Air lindi dari sampah pun meningkatkan mikroplastik di badan air tiga hingga sembilan kali lebih besar.

Kondisi ini diperparah dengan cuaca dan angin yang cenderung bersifat regional, di mana awan yang terbentuk pada satu wilayah bisa bergerak dan melepaskan hujan ke daerah lain. Sehingga, partikel mikroplastik yang naik ke atmosfer di satu kota bisa saja jatuh di lokasi yang berbeda, bahkan jauhnya mencapai ratusan kilometer.

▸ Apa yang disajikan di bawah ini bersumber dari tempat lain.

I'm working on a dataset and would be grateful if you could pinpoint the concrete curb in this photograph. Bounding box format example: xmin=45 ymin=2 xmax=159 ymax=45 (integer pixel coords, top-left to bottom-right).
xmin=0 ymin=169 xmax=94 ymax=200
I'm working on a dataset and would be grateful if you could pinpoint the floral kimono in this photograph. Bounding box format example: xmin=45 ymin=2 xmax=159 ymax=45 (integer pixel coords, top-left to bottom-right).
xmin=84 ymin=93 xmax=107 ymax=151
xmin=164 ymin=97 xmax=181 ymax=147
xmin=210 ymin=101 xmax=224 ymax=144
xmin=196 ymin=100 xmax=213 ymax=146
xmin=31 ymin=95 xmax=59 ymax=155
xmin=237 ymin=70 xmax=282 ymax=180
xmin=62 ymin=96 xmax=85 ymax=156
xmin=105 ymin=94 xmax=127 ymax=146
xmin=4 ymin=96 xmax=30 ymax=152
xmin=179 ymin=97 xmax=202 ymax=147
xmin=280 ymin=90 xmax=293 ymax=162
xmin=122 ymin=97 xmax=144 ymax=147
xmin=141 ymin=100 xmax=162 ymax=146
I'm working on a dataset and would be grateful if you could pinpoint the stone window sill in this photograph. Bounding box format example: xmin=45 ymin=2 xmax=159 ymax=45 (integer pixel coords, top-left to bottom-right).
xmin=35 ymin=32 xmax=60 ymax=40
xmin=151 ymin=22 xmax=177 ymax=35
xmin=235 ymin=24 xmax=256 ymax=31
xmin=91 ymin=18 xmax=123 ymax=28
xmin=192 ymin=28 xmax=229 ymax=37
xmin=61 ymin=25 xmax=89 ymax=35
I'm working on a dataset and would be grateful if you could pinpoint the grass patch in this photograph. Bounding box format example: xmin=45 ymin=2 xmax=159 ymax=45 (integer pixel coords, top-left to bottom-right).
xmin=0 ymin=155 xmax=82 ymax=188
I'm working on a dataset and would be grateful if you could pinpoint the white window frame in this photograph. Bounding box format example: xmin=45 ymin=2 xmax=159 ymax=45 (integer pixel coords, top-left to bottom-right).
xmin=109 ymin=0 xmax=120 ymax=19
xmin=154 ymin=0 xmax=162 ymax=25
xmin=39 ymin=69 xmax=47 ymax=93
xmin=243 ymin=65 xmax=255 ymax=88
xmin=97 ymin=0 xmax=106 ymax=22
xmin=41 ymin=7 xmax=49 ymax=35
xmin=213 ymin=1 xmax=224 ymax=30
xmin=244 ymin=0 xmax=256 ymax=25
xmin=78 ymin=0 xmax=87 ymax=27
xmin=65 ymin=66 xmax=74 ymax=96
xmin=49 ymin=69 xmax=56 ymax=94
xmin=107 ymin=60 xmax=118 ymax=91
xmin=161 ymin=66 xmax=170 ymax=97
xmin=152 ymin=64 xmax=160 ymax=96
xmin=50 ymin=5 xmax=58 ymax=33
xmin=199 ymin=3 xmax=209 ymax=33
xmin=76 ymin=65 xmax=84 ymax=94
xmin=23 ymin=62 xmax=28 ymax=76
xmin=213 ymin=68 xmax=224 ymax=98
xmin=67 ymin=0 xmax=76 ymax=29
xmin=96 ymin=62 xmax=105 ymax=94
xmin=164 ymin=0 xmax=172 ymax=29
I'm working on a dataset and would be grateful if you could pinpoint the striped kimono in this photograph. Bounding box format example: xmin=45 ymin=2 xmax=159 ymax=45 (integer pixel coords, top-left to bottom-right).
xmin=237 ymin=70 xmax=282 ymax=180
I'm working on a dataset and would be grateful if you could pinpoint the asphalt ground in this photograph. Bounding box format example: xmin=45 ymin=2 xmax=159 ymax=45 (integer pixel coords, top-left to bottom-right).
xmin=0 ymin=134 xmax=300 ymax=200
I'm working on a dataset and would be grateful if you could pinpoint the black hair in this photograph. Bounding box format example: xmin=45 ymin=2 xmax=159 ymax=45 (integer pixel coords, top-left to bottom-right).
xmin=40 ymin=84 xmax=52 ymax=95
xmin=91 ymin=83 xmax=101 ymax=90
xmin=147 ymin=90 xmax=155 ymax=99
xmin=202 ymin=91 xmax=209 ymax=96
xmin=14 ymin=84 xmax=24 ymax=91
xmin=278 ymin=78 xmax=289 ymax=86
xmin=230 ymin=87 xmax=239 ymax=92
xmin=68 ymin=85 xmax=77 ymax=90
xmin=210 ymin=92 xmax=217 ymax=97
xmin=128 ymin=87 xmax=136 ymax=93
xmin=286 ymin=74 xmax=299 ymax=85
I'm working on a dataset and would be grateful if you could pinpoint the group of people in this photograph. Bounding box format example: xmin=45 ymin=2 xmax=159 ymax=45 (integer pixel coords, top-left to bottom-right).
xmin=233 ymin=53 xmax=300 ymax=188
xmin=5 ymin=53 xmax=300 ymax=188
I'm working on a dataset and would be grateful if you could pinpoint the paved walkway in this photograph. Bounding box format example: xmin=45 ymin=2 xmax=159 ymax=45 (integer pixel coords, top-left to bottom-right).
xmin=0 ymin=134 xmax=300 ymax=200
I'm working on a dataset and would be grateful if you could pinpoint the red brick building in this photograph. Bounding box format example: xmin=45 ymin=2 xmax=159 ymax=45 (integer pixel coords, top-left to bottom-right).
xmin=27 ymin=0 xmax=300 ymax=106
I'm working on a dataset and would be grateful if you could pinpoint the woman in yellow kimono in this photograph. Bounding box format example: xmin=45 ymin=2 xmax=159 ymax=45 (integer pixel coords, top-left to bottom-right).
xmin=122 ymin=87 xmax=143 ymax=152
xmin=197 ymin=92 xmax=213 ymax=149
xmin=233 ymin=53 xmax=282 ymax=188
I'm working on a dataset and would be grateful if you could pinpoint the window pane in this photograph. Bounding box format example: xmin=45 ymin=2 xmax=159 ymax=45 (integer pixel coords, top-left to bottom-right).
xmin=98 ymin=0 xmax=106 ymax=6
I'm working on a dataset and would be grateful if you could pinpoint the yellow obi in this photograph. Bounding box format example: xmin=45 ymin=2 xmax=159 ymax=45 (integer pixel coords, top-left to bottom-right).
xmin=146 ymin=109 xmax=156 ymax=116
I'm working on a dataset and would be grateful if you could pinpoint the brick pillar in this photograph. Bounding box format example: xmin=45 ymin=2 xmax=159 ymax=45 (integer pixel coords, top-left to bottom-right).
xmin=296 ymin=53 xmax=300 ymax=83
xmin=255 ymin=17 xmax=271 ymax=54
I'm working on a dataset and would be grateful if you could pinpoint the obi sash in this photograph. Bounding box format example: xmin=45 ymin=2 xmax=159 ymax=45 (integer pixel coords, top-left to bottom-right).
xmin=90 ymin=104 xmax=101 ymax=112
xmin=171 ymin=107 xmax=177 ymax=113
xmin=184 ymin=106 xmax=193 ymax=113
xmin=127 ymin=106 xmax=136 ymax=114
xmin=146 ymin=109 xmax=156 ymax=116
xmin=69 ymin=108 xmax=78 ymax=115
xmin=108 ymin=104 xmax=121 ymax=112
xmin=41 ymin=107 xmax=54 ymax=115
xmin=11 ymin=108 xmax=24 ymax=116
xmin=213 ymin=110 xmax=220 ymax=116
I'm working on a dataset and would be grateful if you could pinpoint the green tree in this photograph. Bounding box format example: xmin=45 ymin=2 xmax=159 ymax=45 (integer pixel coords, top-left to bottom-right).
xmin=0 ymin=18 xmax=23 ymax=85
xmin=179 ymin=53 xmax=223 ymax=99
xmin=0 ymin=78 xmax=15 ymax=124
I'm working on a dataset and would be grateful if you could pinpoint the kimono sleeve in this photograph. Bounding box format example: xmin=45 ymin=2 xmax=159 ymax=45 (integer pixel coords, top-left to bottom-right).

"Jadi kita bisa bayangkan TPA yang ada di Indonesia berapa banyak, membuang lebih banyak akhirnya mikroplastiknya juga lebih banyak. .Apalagi pada saat musim kemarau, open dumping terkena langsung sinar matahari dan itu bisa melepaskan mikroplastiknya," ungkap Reza.

Reza mengibaratkan mikroplastik layaknya sponge cuci piring, bisa menjadi tempat menempelnya polutan lain di udara. Apabila masuk ke dalam tubuh pada kategori ringan, mikroplastik bisa memicu iritasi, bersin-bersin, ataupun flu.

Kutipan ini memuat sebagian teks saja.